Machine learning-enabled solutions could also help responsible staff in decision-making when it comes to changing routes on the fly, following data from traffic analyzers.
While blockchain technology is usually associated with cryptocurrencies, it has its applications in TMSs as well, as a tool for organizing complex cooperation structures between TMS users — shippers, freight brokers, carriers, etc.
Blockchain provides incredible possibilities when it comes to tracking, and tracing, creating absolute transfer visibility across the supply chain since the information stored in the blockchain is hard to tamper with.
SaaS-related TMS trends
SaaS-based transport management software has become popular as of late: about 84 percent of logistics solutions nowadays are SaaS-based. This creates several nuance trends, each worth individual considering:
- Increased adoption of TMSs due to SaaS payment models
The spread of SaaS solutions led to significant changes in the way market participants look at investing money in software. They tend to compare the invested amount to the return-of-investment index, which, along with the various payment plans, has created favorable conditions for TMS adoption.
- API-enabled connectivity with legacy platforms
Another reason that made a TMS implementation hard in the past was the absence of interconnectivity between TMSs and some older solutions widely used by market players. The widespread software migration to SaaS made this problem obsolete as well because SaaS-based solutions employ API-enabled easy-to-implement systems
A lot of logistics companies have stated that SaaS-based TMS solutions attract them mostly because of their possibility to automate processes usually performed by human workers involved in the process of freight management. This feature allows enterprises to decrease delay timings and make several logistics processes faster.

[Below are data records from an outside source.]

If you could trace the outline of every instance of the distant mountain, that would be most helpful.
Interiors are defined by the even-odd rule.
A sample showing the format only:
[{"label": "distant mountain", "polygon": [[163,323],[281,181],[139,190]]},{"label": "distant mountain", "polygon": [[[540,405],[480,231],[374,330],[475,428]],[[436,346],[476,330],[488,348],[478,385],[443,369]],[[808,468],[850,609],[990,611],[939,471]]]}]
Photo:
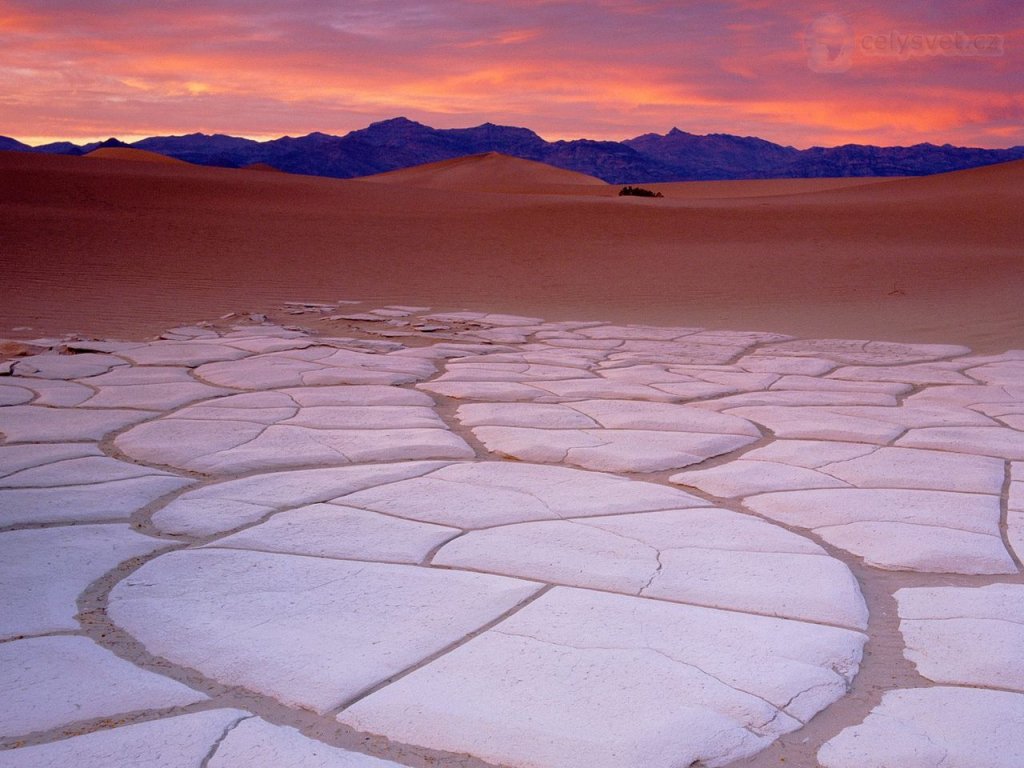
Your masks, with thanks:
[{"label": "distant mountain", "polygon": [[10,136],[0,136],[0,151],[3,152],[28,152],[32,149],[28,144],[22,144]]},{"label": "distant mountain", "polygon": [[912,147],[873,147],[846,144],[841,147],[812,147],[788,165],[778,168],[779,176],[923,176],[959,171],[1024,158],[1024,147],[976,149],[943,144],[915,144]]},{"label": "distant mountain", "polygon": [[240,168],[256,162],[251,158],[259,151],[261,144],[252,139],[240,139],[219,133],[212,136],[190,133],[188,136],[154,136],[137,141],[132,146],[176,157],[189,163]]},{"label": "distant mountain", "polygon": [[673,128],[664,136],[647,133],[622,143],[684,173],[690,179],[774,176],[779,168],[800,156],[798,149],[772,144],[764,139],[724,133],[696,136],[678,128]]},{"label": "distant mountain", "polygon": [[29,147],[29,149],[50,155],[81,155],[88,151],[70,141],[55,141],[52,144],[42,144],[38,147]]},{"label": "distant mountain", "polygon": [[107,139],[106,141],[101,141],[97,144],[86,144],[84,147],[82,147],[82,149],[84,149],[87,152],[92,152],[94,149],[124,149],[129,146],[131,145],[125,144],[120,139],[110,138]]},{"label": "distant mountain", "polygon": [[528,128],[484,123],[431,128],[404,117],[332,136],[311,133],[253,141],[223,134],[154,136],[127,145],[116,139],[77,146],[29,147],[0,137],[0,150],[83,154],[97,147],[131,146],[200,165],[241,168],[254,163],[289,173],[352,178],[423,163],[500,152],[596,176],[612,184],[708,179],[837,176],[923,176],[1024,159],[1024,146],[977,149],[949,144],[912,147],[795,149],[751,136],[699,136],[673,128],[626,141],[545,141]]}]

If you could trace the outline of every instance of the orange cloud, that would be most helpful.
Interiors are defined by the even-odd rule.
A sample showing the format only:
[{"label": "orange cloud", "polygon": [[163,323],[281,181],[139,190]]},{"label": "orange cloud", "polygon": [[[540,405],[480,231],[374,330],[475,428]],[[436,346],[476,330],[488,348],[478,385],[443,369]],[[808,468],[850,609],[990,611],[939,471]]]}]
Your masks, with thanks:
[{"label": "orange cloud", "polygon": [[[796,146],[1024,144],[1024,32],[952,0],[858,5],[843,71],[822,0],[0,0],[0,134],[343,133],[405,114],[621,139],[672,126]],[[1001,55],[907,57],[866,36],[998,36]]]}]

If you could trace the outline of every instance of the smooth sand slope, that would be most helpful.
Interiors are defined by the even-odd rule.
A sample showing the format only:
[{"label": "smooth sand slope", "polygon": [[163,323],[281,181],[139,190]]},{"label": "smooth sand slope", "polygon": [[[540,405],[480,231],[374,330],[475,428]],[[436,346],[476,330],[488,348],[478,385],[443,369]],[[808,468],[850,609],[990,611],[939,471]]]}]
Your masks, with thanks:
[{"label": "smooth sand slope", "polygon": [[159,152],[150,152],[145,149],[133,149],[131,147],[100,147],[89,152],[85,157],[97,160],[134,160],[140,163],[158,163],[161,165],[188,165],[184,160],[176,157],[161,155]]},{"label": "smooth sand slope", "polygon": [[389,176],[0,153],[0,332],[132,335],[350,298],[1024,343],[1024,163],[749,182],[748,196],[743,182],[665,185],[659,200],[493,156]]},{"label": "smooth sand slope", "polygon": [[[509,157],[500,152],[485,152],[378,173],[367,176],[363,181],[447,191],[509,194],[607,195],[613,189],[601,179],[585,173]],[[616,194],[618,190],[619,187],[614,187]]]}]

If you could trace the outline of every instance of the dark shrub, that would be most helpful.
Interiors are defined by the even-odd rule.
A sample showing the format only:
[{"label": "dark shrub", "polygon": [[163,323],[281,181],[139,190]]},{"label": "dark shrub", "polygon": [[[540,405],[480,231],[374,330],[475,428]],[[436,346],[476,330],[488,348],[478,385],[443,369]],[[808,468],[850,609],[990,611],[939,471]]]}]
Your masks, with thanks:
[{"label": "dark shrub", "polygon": [[664,197],[661,192],[651,192],[649,189],[643,187],[623,187],[619,190],[619,197],[623,195],[633,195],[634,197]]}]

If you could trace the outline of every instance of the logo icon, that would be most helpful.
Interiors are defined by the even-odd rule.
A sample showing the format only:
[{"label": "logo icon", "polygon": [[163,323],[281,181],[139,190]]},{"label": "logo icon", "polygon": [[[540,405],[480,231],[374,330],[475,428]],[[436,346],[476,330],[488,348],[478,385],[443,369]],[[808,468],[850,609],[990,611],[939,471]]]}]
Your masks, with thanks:
[{"label": "logo icon", "polygon": [[816,18],[804,35],[807,66],[813,72],[847,72],[853,66],[853,48],[853,27],[834,13]]}]

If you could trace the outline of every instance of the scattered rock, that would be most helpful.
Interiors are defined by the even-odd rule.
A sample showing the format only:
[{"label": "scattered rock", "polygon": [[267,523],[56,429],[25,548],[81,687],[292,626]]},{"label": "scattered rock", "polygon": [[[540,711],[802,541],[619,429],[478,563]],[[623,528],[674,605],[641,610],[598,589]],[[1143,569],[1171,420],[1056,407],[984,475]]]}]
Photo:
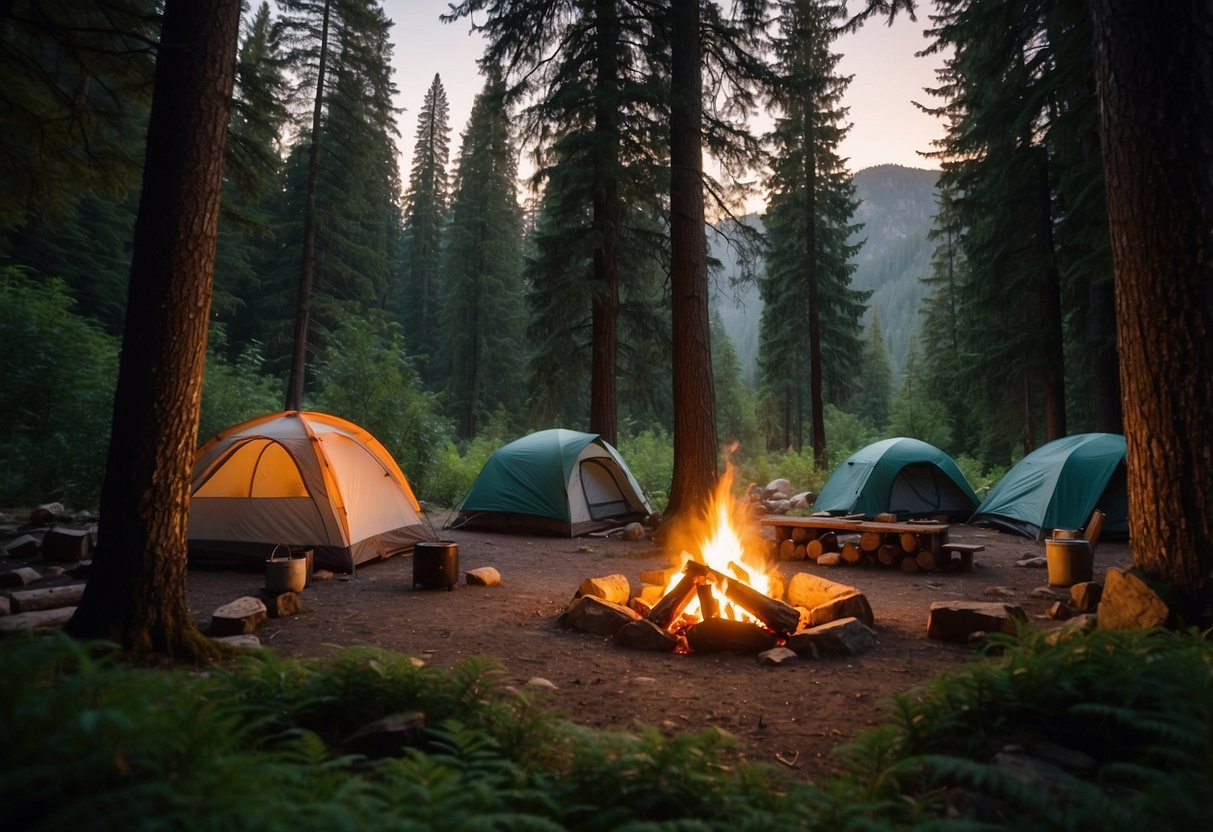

Some final thoughts on the matter
The direction that TMSs and other logistics and supply chain software move is quite fascinating. Of course, it is too early to predict, but it looks like all the solutions developed and created for the industry tend to shift more and more towards unifying.
Perhaps, it won’t be long before we see some ultimate, AI-enhanced all-encompassing logistics solutions that efficiently address all the challenges at once, but for now, we can only follow the rapid growth of the TMS sphere.